Phase Warning Severity Status (open / resolved / accepted)
3 Log injection via unauth mDNS device name/url into audit message 🟠 High (security) resolved — sanitize_display helper applied
3 Origin sanitizer missed spaces/NUL/ANSI 🟠 High (security) resolved — sanitize_display over netloc
3 Unauth auth-failure audit-write flood (no write-rate bound) 🟠 High (security) resolved — per-IP audit-record throttle (10s, capped)
3 Malformed-IPv6 Origin → urlparse ValueError into WS handler 🟡 Warning resolved — try/except guard
3 Throttle module-global state caused flaky test contamination 🟡 Warning resolved — autouse conftest reset fixture
4 Export held global DB write-lock across the stream (slow-client DoS) 🟠 High (security) resolved — chunked keyset export releases lock per batch
4 PUT /settings only AuthRequired → anon could disable auditing/prune trail 🟠 High (security) resolved — require_authenticated on settings PUT
4 CSV formula-injection missed leading TAB/CR 🟡 Medium (security) resolved — added \t/\r to guard
4 total count full-scans on every list request 🔵 Low (perf) accepted — bounded by retention; read-only; optional opt-in deferred
5 Inverted list ordering broke pagination + live-append 🔴 Blocker resolved — pages reversed to newest-first; re-review PASS
5 Attribute-context XSS (entity_name title + JSON.stringify onclick) 🟡 Warning (security) resolved — _escapeAttr + data-attr event delegation
5 Filter toolbar value= attrs not quote-escaped (new code) 🟡 Warning (security) resolved — _escapeAttr on q/actor/entity_type/since/until
5 Manual browser smoke test (tab loads, filters, live, export) 🔵 Note open — recommend at final review (server restart needed)
6 clearActivityLog() 401 path unreachable → silent failure 🟡 Warning resolved — handle401:false surfaces auth-required toast
6 Recent Activity widget dropped first live event when empty 🔵 Note resolved — empty→list transition on first live event
6 Widget outside dashboard layout-toggle/ordering system 🔵 Note accepted — deliberate (always-visible), collapse still works

Final Review

  • Comprehensive code review
  • Security review (auth/PII-in-logs/secrets/log-injection — triggered)
  • All Outstanding Warnings resolved or consciously accepted
  • Full build passes (npm run build + tsc --noEmit)
  • Full test suite passes (pytest)
  • Merged to master

Amendment Log

(Filled in if the plan is amended mid-implementation.)

  • 2026-06-09: Plan reviewer (pre-implementation) → ⚠️ with 3 Critical Gaps, all resolved before Phase 1: (G1) descoped non-existent API-key mutation events; (G2) dropped the buffered-writer subsystem for a direct synchronous-on-loop write with call_soon_threadsafe marshaling for thread-origin events; (G3) record "server shutting down" first in the shutdown block (no buffer to flush).

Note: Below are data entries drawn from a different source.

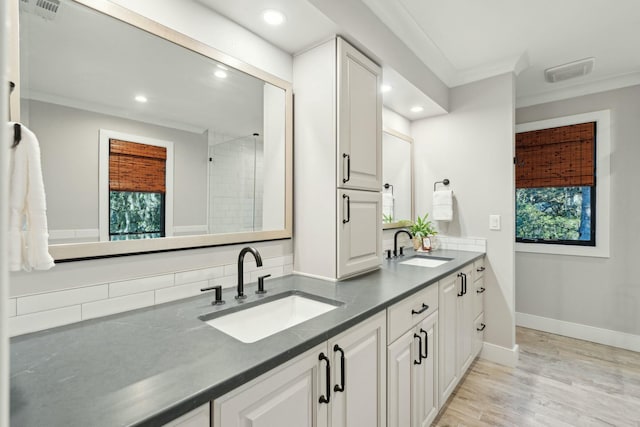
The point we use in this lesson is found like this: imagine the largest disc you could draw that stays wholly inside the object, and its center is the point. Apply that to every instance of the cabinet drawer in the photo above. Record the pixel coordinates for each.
(411, 310)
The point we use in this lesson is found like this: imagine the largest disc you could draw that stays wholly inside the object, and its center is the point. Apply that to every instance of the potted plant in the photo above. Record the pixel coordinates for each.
(422, 231)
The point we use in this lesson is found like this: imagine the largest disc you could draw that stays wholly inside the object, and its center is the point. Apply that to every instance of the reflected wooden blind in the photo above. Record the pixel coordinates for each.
(136, 167)
(556, 157)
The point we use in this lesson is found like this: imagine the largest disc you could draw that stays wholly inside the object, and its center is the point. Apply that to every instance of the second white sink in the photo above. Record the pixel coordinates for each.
(260, 321)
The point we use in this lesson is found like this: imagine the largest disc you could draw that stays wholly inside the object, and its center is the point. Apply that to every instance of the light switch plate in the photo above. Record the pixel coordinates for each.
(494, 222)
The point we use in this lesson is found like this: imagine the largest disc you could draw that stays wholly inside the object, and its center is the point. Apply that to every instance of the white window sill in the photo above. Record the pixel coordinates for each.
(544, 248)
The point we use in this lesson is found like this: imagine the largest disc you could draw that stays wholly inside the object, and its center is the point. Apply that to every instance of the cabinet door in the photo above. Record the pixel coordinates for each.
(359, 375)
(402, 355)
(425, 390)
(287, 395)
(465, 321)
(359, 232)
(359, 120)
(478, 334)
(447, 339)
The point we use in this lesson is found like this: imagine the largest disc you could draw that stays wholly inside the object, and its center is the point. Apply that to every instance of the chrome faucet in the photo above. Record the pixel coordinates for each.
(395, 241)
(258, 258)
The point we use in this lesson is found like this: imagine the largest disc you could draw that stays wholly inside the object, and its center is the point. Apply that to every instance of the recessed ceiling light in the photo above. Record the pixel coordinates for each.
(273, 17)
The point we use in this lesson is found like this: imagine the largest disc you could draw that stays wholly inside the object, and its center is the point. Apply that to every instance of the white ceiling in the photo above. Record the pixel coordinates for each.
(112, 62)
(463, 41)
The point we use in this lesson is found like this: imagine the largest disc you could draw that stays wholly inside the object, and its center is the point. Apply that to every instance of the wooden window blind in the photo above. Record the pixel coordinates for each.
(136, 167)
(556, 157)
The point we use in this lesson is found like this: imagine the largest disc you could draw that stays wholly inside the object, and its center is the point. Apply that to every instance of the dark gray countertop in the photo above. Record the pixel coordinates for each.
(149, 366)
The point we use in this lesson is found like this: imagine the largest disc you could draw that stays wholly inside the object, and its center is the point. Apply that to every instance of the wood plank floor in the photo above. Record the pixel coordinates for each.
(558, 382)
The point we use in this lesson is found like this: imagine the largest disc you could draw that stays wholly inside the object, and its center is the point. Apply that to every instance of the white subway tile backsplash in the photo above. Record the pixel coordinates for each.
(12, 307)
(51, 300)
(135, 286)
(178, 292)
(185, 277)
(117, 305)
(33, 322)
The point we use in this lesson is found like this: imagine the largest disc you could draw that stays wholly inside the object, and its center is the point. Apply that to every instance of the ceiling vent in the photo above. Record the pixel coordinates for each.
(46, 9)
(569, 71)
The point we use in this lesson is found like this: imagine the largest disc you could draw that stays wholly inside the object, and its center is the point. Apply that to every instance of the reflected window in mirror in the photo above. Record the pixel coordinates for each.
(75, 83)
(137, 187)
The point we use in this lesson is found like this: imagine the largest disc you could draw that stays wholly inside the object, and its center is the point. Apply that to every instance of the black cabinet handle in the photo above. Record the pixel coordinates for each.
(419, 361)
(426, 343)
(464, 283)
(341, 386)
(424, 308)
(327, 398)
(348, 157)
(344, 221)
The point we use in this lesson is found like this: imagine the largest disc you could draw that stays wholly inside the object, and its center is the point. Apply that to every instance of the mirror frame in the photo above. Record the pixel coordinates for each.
(79, 251)
(407, 138)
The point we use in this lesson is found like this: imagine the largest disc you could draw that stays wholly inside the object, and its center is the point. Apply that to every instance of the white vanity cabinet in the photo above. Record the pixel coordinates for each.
(478, 306)
(412, 360)
(338, 160)
(338, 383)
(456, 329)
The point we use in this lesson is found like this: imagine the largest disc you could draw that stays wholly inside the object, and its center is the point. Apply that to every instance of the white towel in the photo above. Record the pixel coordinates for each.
(387, 204)
(28, 232)
(443, 205)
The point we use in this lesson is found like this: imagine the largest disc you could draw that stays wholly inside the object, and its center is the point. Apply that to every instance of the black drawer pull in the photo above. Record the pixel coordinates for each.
(419, 361)
(426, 343)
(424, 308)
(344, 221)
(348, 157)
(341, 386)
(327, 398)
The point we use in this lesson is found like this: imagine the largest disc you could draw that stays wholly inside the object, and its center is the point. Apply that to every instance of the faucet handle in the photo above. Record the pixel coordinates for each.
(218, 289)
(261, 284)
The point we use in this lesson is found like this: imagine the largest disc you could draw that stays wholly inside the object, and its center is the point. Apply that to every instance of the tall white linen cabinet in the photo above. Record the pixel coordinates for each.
(337, 162)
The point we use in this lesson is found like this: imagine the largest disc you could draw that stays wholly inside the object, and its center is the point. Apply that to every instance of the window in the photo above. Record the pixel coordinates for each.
(136, 190)
(555, 185)
(136, 187)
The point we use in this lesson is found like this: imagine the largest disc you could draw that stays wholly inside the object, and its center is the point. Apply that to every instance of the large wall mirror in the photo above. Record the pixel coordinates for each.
(397, 176)
(150, 140)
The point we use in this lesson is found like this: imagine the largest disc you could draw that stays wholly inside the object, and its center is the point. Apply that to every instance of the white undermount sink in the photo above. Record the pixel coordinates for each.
(260, 321)
(430, 262)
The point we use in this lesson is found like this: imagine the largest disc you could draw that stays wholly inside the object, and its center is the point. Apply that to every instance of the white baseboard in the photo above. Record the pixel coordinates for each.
(583, 332)
(501, 355)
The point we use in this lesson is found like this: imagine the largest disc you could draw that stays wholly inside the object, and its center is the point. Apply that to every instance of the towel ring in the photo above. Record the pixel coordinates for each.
(444, 182)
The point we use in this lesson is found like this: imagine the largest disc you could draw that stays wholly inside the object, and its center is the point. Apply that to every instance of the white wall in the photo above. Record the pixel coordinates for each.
(473, 147)
(201, 23)
(69, 148)
(593, 292)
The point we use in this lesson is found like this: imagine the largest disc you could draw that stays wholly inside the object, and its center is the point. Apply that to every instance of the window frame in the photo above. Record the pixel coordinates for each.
(602, 188)
(103, 188)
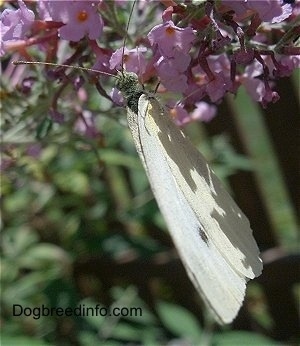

Concerns folded in: device events via device_health_changed + device_discovered/_lost; actor ContextVar in verify_api_key; name-on-delete passed explicitly; settings-audit scoped + self-key excluded; parity allowlist before emit site. Adopted suggestions: rowid keyset tiebreaker; log the disable action. Deferred: setup-scaffold noise suppression.